While the expansion has improved access to abortion in some rural communities governed by left-leaning state legislatures, she said, it hadn’t had the same effect in states where abortion access was already embattled to begin with. “I would say even folks in rural parts of Washington and Oregon tend to have more access to abortion than people living in the most populated area in Idaho or even in Alaska,” Ginner said.

The logistics are further complicated by a shortage of providers willing to facilitate abortion care. “Even though we technically have telehealth access to medication abortion here, there are so few local providers who are willing to engage,” Ginner said.

It’s also not yet clear how long a grace period the FDA will give the Risk Evaluation and Mitigation Strategy on mifepristone.
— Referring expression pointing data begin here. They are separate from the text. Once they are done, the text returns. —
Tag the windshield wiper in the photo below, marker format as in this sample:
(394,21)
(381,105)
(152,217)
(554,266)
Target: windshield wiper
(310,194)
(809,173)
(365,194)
Planned Parenthood’s Humes-Schulz said she hoped that the Trump administration’s “medically unnecessary in-person requirements for medication abortion are permanently eliminated,” and that Medicaid patients in particular will have access to medication abortion by mail.

But if medication abortion by mail is curtailed yet again, it could lead patients to the only other source currently available for mail-order abortion medication: self-managed abortion.

Although it might conjure the specter of unsafe pre-Roe abortions, major health care organizations increasingly recognize self-managed medication abortion as a safe and effective way to access abortion care—as long as it employs the same drugs, dosage, and timing in pregnancy used in a medical setting, with access to medical care if patients want or need it.

According to a report from the World Health Organization on self-managed abortion released in June: “Evidence has demonstrated that in the first trimester, individuals can safely and effectively manage their own medical abortions using mifepristone and misoprostol in combination. This strategy can offer crucial support in providing access to safe abortion care.”

Guttmacher describes the ideal model for self-managed abortion as one in which patients can safely and easily obtain misoprostol and mifepristone, and seek support from a physician if desired.

Organizations such as Aid Access and Plan C already provide information on where patients can purchase abortion drugs online, as well as information on how the drugs work. They also give highly detailed advice to patients in states where sending abortion drugs via mail is challenging; these include creative workarounds, like mail forwarding.

The FDA’s decision to allow medication abortion via mail explicitly states that it’s intended to last only for the duration of the pandemic. If the rule reverts to the Trump-era restrictions, self-managed abortion may be the only way for some patients to receive medication abortion by mail.

As Zhang put it: “All these politicians who are putting in restrictions and banning abortion — it’s not going to stop abortion in our country. People are going to find ways to take care of themselves.”